En janvier 2021, l’assurance-accidents a ouvert une procédure de révision de la rente. La rente a été supprimée avec effet au 28.02.2022, par décision du 03.02.2022, confirmée sur opposition.

 

Procédure cantonale (arrêt UV.2023.00032 – consultable ici)

Par jugement du 29.02.2024, rejet du recours par le tribunal cantonal.

 

TF

Consid. 3.1
Selon l’art. 43 al. 1 LPGA, l’assureur (et, conformément à l’art. 61 let. c LPGA, également le tribunal des assurances sociales) doit – selon la maxime inquisitoire – établir d’office les faits déterminants de manière correcte et complète afin que la décision concernant la prestation litigieuse puisse être rendue sur cette base (art. 49 LPGA ; ATF 136 V 376 consid. 4.1.1). Le devoir d’instruction s’étend jusqu’à ce que les faits nécessaires à l’examen des prétentions en cause soient suffisamment élucidés. Le principe inquisitoire est étroitement lié au principe de la libre appréciation des preuves, applicable tant au niveau administratif qu’au niveau judiciaire.
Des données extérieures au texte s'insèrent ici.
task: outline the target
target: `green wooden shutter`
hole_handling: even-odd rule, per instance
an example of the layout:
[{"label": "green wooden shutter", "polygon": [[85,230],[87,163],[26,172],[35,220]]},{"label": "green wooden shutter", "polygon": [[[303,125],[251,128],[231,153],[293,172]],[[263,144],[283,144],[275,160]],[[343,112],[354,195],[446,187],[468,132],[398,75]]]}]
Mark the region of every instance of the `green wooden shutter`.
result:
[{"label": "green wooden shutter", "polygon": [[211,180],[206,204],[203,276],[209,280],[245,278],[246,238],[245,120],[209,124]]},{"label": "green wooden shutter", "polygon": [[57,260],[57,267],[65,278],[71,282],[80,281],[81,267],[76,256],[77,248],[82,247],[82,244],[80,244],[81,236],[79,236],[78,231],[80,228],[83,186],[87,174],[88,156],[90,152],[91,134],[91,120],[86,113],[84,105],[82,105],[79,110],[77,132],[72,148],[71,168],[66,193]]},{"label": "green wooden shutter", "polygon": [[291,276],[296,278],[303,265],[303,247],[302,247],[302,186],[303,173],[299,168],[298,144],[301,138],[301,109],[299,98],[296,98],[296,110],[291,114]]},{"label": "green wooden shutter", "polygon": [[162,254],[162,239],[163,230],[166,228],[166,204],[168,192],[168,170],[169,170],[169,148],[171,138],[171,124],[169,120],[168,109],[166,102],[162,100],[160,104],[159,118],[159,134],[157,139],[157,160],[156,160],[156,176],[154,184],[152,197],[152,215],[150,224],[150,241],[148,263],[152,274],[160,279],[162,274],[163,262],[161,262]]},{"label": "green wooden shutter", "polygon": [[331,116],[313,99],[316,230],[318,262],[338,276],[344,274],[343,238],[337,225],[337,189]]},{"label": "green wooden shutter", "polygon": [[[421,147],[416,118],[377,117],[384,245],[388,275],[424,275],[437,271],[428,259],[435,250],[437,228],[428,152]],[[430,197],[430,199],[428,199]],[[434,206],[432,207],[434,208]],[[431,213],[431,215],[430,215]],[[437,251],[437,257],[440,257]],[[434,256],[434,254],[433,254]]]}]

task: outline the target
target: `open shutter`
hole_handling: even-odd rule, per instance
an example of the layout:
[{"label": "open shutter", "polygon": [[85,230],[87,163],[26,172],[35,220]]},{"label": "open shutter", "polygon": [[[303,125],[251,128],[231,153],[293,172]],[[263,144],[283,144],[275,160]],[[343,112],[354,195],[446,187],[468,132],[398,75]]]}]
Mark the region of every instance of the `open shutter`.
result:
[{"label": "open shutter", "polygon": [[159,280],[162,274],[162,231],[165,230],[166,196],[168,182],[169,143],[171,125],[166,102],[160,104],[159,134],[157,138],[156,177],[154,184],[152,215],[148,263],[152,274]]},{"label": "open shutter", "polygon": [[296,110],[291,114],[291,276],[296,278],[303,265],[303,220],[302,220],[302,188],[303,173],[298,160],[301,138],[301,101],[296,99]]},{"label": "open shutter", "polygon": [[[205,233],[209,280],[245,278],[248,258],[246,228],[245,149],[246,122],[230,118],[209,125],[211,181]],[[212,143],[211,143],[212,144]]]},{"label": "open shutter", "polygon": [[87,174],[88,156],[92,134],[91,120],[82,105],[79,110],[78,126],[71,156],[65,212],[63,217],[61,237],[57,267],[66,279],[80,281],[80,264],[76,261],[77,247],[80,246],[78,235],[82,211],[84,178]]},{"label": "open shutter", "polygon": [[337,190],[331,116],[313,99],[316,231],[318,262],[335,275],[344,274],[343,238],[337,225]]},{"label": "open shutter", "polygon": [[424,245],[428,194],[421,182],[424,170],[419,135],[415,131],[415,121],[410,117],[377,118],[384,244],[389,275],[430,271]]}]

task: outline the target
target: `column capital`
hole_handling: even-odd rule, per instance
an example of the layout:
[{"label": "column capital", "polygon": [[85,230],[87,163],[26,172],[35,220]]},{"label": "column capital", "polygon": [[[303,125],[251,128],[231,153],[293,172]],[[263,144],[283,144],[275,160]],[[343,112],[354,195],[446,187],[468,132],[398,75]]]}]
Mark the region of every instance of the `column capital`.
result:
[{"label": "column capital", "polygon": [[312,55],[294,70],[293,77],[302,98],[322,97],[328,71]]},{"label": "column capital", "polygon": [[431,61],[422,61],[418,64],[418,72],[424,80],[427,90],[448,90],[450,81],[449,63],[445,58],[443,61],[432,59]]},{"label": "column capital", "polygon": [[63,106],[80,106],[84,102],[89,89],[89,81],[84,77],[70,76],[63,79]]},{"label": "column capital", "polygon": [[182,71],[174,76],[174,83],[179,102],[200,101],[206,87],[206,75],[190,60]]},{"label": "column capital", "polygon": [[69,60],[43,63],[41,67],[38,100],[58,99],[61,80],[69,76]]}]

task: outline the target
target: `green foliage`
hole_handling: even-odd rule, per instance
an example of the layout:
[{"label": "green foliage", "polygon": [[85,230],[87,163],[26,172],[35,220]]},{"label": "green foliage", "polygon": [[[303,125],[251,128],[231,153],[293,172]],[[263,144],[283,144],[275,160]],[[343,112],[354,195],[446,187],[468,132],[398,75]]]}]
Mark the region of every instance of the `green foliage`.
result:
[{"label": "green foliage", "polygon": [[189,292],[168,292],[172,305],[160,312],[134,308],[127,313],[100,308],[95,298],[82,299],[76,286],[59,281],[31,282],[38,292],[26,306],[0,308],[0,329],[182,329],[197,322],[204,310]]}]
Si l’assureur ou le tribunal, se fondant sur une appréciation consciencieuse des preuves fournies par les investigations auxquelles il doit procéder d’office, est convaincu que certains faits présentent un degré de vraisemblance prépondérante (ATF 126 V 353 consid. 5b ; 125 V 193 consid. 2) et que d’autres mesures probatoires ne pourraient plus modifier cette appréciation, il est superflu de rechercher d’autres preuves. Une telle manière de procéder ne viole pas le droit d’être entendu (appréciation anticipée des preuves ; ATF 146 V 240 consid. 8.2 ; 134 I 140 consid. 5.3 ; 124 V 90 consid. 4b).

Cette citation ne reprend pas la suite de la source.